All you really need to know about the dangers of digital commodification you learned in kindergarten.
Think back. Remember swapping your baloney sandwich for Jell-o pudding? Now, imagine handing over your sandwich and getting just a spoon.
That's one trade you'd never make again.
Yet that's just what millions of Americans are doing every day when they read "books" on Kindle, Amazon's e-reading device. In our rush to adopt new technologies, we have too readily surrendered ownership in favor of its twisted sister, access.
Web 2.0 and its culture of collaboration supposedly unleashed a sharing society. But we can share only what we own. And as more and more content gets digitized, commercialized, and monopolized, our cultural integrity is threatened. The free and balanced flow of information that gives shape to democratic society is jeopardized.
For now, though, Kindle is on fire in the marketplace. Who could resist reading "what you want, when you want it?" Access to more than 240,000 books is just seconds away. And its "revolutionary electronic-paper display ... looks and reads like real paper."

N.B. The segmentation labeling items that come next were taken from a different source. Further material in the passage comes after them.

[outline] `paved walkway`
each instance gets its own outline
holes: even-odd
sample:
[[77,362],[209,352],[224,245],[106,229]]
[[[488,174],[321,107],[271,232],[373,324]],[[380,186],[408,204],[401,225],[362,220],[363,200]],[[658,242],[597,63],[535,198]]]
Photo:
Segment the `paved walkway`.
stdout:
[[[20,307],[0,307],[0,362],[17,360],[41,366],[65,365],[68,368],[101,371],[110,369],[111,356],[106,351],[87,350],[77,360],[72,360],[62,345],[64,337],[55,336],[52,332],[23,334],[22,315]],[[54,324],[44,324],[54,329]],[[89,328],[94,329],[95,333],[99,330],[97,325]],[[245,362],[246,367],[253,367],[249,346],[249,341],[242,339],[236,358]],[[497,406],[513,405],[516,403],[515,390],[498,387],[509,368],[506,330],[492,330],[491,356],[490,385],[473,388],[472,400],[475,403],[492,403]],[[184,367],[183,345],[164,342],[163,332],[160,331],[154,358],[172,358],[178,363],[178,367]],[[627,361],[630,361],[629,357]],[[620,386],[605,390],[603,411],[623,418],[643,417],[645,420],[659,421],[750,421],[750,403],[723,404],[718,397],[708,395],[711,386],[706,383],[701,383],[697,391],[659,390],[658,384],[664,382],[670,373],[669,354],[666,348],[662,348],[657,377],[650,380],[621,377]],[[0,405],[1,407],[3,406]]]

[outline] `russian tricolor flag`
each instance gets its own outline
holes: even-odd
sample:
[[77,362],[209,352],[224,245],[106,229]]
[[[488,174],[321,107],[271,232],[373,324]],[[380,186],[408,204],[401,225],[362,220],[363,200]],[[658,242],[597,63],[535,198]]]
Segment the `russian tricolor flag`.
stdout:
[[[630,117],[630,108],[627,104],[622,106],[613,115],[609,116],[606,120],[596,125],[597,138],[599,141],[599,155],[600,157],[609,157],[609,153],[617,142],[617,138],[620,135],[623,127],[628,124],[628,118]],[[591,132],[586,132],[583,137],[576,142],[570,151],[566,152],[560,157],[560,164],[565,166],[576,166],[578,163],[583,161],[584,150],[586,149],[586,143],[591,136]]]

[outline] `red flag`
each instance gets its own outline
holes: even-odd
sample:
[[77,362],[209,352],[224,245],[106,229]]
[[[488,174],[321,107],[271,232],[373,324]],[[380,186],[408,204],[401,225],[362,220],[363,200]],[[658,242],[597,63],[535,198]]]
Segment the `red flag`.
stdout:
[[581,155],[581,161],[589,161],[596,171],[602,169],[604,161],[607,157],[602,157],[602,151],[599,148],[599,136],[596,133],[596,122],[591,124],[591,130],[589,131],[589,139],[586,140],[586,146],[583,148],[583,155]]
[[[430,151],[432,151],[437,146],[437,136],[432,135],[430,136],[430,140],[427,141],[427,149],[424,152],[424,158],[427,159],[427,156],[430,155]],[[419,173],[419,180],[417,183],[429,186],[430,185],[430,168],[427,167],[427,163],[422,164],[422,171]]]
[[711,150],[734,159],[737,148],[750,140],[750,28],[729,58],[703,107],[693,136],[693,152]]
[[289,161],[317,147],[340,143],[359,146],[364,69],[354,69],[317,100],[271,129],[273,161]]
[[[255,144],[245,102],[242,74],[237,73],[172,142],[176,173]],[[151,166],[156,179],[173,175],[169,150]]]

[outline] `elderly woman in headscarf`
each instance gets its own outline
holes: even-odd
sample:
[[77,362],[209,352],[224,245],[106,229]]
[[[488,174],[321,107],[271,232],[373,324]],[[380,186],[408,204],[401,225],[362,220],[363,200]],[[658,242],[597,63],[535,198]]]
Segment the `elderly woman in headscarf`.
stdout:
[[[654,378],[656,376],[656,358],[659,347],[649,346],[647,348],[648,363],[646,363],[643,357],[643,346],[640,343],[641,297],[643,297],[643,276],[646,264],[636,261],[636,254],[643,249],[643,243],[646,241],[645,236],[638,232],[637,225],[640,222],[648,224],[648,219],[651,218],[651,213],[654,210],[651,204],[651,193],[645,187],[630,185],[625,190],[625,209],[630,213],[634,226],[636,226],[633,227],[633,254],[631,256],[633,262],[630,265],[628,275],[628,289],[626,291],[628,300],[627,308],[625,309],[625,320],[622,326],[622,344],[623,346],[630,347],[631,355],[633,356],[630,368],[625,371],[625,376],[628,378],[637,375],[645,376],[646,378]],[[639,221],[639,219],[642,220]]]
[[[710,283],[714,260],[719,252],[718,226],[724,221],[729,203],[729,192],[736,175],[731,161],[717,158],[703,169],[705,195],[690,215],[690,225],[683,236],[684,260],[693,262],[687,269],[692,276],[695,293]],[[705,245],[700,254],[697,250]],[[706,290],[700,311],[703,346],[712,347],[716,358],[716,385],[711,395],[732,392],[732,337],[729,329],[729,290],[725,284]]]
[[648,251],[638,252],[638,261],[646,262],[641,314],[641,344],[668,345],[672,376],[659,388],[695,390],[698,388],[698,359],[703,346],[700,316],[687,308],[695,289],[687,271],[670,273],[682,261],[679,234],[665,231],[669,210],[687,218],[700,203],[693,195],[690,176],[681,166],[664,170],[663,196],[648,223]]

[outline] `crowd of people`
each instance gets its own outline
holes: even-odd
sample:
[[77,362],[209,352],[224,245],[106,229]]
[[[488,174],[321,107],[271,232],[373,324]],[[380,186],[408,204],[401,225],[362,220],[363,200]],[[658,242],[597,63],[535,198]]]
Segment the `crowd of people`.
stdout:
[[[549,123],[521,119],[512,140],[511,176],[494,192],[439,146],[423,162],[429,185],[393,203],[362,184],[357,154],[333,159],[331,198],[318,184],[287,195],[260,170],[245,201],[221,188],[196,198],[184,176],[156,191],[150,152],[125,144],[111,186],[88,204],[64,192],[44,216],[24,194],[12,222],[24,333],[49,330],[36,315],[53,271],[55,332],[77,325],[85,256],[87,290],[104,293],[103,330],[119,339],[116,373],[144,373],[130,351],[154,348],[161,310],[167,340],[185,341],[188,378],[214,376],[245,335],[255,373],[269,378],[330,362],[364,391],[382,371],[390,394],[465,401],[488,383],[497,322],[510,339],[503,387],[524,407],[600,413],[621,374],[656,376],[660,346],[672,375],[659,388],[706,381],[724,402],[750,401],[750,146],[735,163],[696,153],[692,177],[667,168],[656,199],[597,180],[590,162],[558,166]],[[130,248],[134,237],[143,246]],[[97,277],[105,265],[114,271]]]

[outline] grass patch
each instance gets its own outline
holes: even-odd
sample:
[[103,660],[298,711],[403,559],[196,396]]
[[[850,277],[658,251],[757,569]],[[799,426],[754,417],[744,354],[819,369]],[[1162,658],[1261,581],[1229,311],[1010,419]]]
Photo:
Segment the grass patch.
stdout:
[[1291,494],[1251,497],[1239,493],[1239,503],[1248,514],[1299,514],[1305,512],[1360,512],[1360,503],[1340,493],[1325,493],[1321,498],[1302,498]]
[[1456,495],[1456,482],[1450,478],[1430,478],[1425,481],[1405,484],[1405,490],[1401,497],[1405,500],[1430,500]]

But it comes with restrictions: You can't resell or share your books – because you don't own them. You can download only from Amazon's store, making it difficult to read anything that is not routed through Amazon first. You're not buying a book; you're buying access to a book. No, it's not like borrowing a book from a library, because there is no public investment. It's like taking an interest-only mortgage out on intellectual property.